Restoring Natural Sound from Clipped Signals
How to restore audio from clipped signals
Early in 2012, Srdjan Kitić joined NXP Software on an industrial placement for his Master’s project. He was in his second year of a two year Master’s degree. The first year was spent at KTH in Stockholm and the second year was to be based at UCL in Louvain-La-Neuve. His chosen project was on unsupervised de-clipping of voice and music signals. From the outset, Srdjan proved to be an excellent student, bright, highly motivated and full of ideas. The project also enjoyed the expert supervision from UCL under the auspices of Professors Christophe De Vleeschouwer and Laurent Jacques. Within NXP Software we had an equally enthusiastic team overseeing the project comprising myself, Nilesh Madhu and Ann Spriet. Our regular project meetings were lively and challenging, and helped steer the project to a successful conclusion.

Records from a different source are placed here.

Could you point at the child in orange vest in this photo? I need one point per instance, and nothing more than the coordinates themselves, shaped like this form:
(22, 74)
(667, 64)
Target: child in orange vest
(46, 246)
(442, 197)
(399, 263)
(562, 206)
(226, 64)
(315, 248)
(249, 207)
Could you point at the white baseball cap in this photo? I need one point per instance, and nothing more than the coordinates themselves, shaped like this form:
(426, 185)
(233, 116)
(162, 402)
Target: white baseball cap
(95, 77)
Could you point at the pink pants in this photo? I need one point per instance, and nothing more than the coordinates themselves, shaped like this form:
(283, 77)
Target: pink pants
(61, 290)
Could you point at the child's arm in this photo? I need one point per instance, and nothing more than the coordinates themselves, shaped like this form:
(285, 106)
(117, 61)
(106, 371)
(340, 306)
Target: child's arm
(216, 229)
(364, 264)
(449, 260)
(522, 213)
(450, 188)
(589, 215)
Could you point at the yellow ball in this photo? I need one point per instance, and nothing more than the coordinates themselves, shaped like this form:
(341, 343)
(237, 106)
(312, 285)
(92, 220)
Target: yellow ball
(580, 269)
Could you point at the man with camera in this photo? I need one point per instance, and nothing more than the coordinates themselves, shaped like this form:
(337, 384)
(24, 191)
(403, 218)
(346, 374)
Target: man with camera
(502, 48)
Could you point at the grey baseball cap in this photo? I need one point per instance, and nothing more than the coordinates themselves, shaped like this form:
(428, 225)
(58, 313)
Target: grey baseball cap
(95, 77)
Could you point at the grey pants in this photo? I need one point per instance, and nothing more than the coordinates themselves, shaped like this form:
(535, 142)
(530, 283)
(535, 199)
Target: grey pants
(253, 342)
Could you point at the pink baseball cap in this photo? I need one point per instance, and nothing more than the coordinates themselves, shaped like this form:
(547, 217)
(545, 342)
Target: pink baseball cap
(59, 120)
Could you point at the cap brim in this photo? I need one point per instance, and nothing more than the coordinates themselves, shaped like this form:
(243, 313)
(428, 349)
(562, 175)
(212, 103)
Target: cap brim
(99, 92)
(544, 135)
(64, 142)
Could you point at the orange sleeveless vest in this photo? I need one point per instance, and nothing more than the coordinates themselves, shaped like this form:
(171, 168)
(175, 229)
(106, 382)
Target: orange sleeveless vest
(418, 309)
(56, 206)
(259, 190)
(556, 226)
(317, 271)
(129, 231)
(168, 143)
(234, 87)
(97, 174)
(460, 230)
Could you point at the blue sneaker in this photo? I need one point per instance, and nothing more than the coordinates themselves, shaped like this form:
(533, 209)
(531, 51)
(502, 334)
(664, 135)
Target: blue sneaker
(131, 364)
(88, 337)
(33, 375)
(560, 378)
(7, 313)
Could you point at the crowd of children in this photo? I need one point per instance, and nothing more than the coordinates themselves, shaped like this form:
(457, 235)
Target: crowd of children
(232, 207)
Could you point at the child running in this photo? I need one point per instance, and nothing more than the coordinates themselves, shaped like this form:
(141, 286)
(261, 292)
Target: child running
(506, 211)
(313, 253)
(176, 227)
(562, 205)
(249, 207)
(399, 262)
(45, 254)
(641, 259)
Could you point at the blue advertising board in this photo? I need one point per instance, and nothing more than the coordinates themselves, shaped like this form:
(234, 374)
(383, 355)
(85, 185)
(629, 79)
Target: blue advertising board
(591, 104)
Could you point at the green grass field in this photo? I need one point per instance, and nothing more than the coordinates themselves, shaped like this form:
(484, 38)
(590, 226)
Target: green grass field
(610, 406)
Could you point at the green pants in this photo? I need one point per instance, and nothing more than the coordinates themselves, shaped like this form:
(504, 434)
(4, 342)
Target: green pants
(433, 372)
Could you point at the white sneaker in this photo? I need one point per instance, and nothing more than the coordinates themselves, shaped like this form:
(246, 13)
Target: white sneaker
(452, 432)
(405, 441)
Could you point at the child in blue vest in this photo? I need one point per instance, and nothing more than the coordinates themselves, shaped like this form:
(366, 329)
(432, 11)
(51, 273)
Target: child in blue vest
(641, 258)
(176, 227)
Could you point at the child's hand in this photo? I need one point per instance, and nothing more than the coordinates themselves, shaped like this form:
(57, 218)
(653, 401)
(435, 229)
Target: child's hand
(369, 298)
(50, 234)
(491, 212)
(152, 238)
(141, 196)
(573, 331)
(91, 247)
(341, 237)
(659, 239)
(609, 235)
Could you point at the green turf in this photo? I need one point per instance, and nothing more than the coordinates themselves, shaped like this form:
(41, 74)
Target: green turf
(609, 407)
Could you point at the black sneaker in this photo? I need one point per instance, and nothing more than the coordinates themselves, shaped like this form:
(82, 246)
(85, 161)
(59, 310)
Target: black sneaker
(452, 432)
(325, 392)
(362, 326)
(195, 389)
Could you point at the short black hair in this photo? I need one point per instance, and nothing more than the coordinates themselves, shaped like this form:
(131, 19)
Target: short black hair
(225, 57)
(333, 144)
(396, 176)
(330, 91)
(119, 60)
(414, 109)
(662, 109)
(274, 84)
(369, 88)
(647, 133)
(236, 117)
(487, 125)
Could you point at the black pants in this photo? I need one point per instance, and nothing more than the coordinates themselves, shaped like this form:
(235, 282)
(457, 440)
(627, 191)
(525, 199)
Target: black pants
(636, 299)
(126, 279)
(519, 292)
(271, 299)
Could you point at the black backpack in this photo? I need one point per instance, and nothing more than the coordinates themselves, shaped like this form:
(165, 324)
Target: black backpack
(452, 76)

Simply put, the problem is the following: we have a signal that has been clipped, i.e. its peak levels have been limited as shown in the diagram below. This can occur when a very loud signal is captured with a microphone, it sounds distorted and unpleasant. To restore naturalness to the recording, we have to remove such distortions. De-clipping is the general term given to the process of removing the distortions introduced by such peak limiting. Usually, all we have to work with is the clipped signal itself. We have no further information, either on the characteristics of the recording system or of the recorded signal in its unclipped state. The de-clipping is thus ‘blind’. In such a case, the best we can do is the following:
- Signal portions that we reliably know are not clipped should be preserved
- Signal portions that are peak limited along positive y-axis should be reconstructed such that the reconstruction lies above the positive clipping threshold
- Signal portions that are peak limited along the negative y-axis should be reconstructed such that the reconstruction lies below the negative clipping threshold
The key challenge is the reconstruction of the clipped regions.
In Srdjan’s work, we solve this problem using a novel sparsity coding approach. While the full mathematical treatment of this approach can be found in Srdjan’s paper, below you can find a layman’s explanation of the underlying method.
For many signals of interest that occur in nature (e.g. music, voice), there is a lot of structure in the signal, for example the horizontal stripes you see in the diagram below. Furthermore, such signals contain a lot of redundancy and can be efficiently coded using only a few elements from a suitable dictionary. As an example: a sinusoidal wave can be described either by specifying all its time samples for the given duration, or by simply specifying its amplitude and frequency. The latter representation encodes all the time domain information in only two elements. Thus, for the sinusoidal signal, the amplitude and frequency form a ‘sparse’ representation. We exploit this sparsity and structure of the signals to help restore the damaged portions.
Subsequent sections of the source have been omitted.